Left: Himmler (right of center) visited Mauthausen-Gusen in 1942 and is shown in this photo visiting the granite quarry. The granite mined in the quarry had previously been used to pave the streets of Vienna, but the Nazi authorities envisioned a complete reconstruction of major German towns in accordance with plans of Albert Speer and other architects of Nazi architecture, for which large quantities of granite were needed.
Right: Arbitrary terror, routine violence, and grueling physical exercise were some of the methods of wearing down camp inmates. Here a group of young prisoners is forced to play leapfrog in Mauthausen’s roll-call yard.

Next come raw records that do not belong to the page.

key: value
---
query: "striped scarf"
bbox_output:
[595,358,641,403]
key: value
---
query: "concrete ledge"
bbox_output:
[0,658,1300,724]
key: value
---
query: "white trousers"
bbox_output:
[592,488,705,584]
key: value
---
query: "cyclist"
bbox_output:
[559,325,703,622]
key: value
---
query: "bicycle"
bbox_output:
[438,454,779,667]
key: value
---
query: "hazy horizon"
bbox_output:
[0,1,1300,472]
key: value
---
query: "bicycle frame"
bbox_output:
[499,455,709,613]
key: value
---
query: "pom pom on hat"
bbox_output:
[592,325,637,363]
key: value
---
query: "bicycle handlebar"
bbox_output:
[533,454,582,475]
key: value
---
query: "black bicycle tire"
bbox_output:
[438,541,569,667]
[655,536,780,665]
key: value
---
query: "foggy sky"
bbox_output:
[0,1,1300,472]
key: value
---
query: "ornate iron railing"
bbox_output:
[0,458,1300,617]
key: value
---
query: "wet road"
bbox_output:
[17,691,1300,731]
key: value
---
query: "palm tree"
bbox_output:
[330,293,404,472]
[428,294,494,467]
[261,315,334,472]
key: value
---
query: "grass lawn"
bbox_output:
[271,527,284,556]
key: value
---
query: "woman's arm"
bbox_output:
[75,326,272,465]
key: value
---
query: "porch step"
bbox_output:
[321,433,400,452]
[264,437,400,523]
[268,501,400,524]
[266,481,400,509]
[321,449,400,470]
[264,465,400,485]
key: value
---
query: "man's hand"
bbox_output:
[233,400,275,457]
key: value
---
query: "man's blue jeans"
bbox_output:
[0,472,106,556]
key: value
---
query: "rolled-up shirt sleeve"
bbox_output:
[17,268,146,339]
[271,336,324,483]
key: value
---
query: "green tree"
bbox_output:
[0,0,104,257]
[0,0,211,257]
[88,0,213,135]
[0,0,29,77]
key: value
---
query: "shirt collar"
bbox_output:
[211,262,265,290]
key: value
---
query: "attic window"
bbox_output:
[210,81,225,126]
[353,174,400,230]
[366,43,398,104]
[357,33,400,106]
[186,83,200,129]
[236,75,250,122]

Left: “Death’s Head Units” provided guards for concentration and death camps. They were known for their brutal and inhumane tactics, a result of their doctrine of “no pity.” Even when camps were not dedicated death camps, they took a heavy toll on inmate lives (extermination through labor). The Nazi camp system expanded greatly after the invasion of the Soviet Union in 1941, when large numbers of Soviet soldiers were captured. This undated photo shows skeletonized Soviet POWs (most probably Soviet officers) standing before a barracks in Mauthausen. Most Soviet POWs were kept in huts separated from the rest of the camp and were a major part of the first groups to be exterminated in the newly built Mauthausen gas chamber in early 1942.
Right: Emaciated survivors of the Mauthausen-Gusen concentration camp shortly after their liberation, June 1945. The estimated total death toll in the four main camps of Mauthausen-Gusen ranges from 55,000 to 60,000. Inmate deaths in the subcamps may have reached 240,000.